Pomyśl o tym w ten sposób: Tak jak ty byłaś projekcją czegoś, co on próbuje przepracować, tak on był projekcją czegoś, co ty próbujesz przepracować. Mówisz, że byłaś „uzależniona”, i to jest trafny opis; on czuje się jak uzależnienie, ponieważ uzależnienia są odwróceniem uwagi od czegoś, czego nie chcemy czuć. Ale teraz nie ma już narkotyku, a uczucia są przednie i centralne – pozostawiając cię w odstawieniu, które jest wstrząsające, ale które również stwarza okazję do zrozumienia tych uczuć poprzez jasność trzeźwości.

Jak więc podnieść się ponownie? Już to robisz, chodząc na terapię. Pozwalasz sobie na smutek. Ubolewasz nad stratą nie tyle jego, co fantazji, którą współtworzyłaś. Siedzisz z dysonansem, chcąc spędzić z nim życie i przyznając, że tak naprawdę go nie znałaś, bo on oddzielił połowę swojego życia, kiedy był z tobą. Zadajesz sobie pytanie, czy jego urok polegał na tym, że nigdy tak naprawdę nie czułabyś się przy nim bezpiecznie. (Może to również dotyczyć osoby, z którą się umawiałaś, a która cię zdradzała.) Zajrzyj w głąb siebie i zastanów się, czy umawiałaś się z żonatym mężczyzną, bo bałaś się spotkać kogoś dostępnego dla ciebie; bo czułaś, że nikt cię naprawdę nie pokocha; bo porzucenie jest twoim językiem ojczystym; albo dlatego, że dramat romansu był świetnym sposobem na odwrócenie uwagi od poczucia nudy lub samotności albo wielkiej dziury w twoim życiu – i nie chciałaś brać odpowiedzialności za jej wypełnienie. Cała ta praca pomoże ci dowiedzieć się, czego unikałaś, ukrywając się z żonatym mężczyzną, a kiedy już to zrobisz, będziesz o wiele bliżej znalezienia miłości, na którą zasługujesz.

Drogi Terapeuto ma charakter wyłącznie informacyjny, nie stanowi porady medycznej i nie zastępuje profesjonalnej porady medycznej, diagnozy ani leczenia.

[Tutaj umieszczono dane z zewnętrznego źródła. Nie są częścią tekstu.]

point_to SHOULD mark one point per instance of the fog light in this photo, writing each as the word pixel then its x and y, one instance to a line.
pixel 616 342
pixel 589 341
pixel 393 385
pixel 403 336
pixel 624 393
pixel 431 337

Z wszelkimi pytaniami dotyczącymi stanu zdrowia należy zawsze zwracać się do lekarza, specjalisty ds. zdrowia psychicznego lub innego wykwalifikowanego pracownika służby zdrowia. Przesyłając list, wyrażasz zgodę na wykorzystanie go przez The Atlantic – w części lub w całości – i możemy go edytować w celu zwiększenia długości i/lub przejrzystości.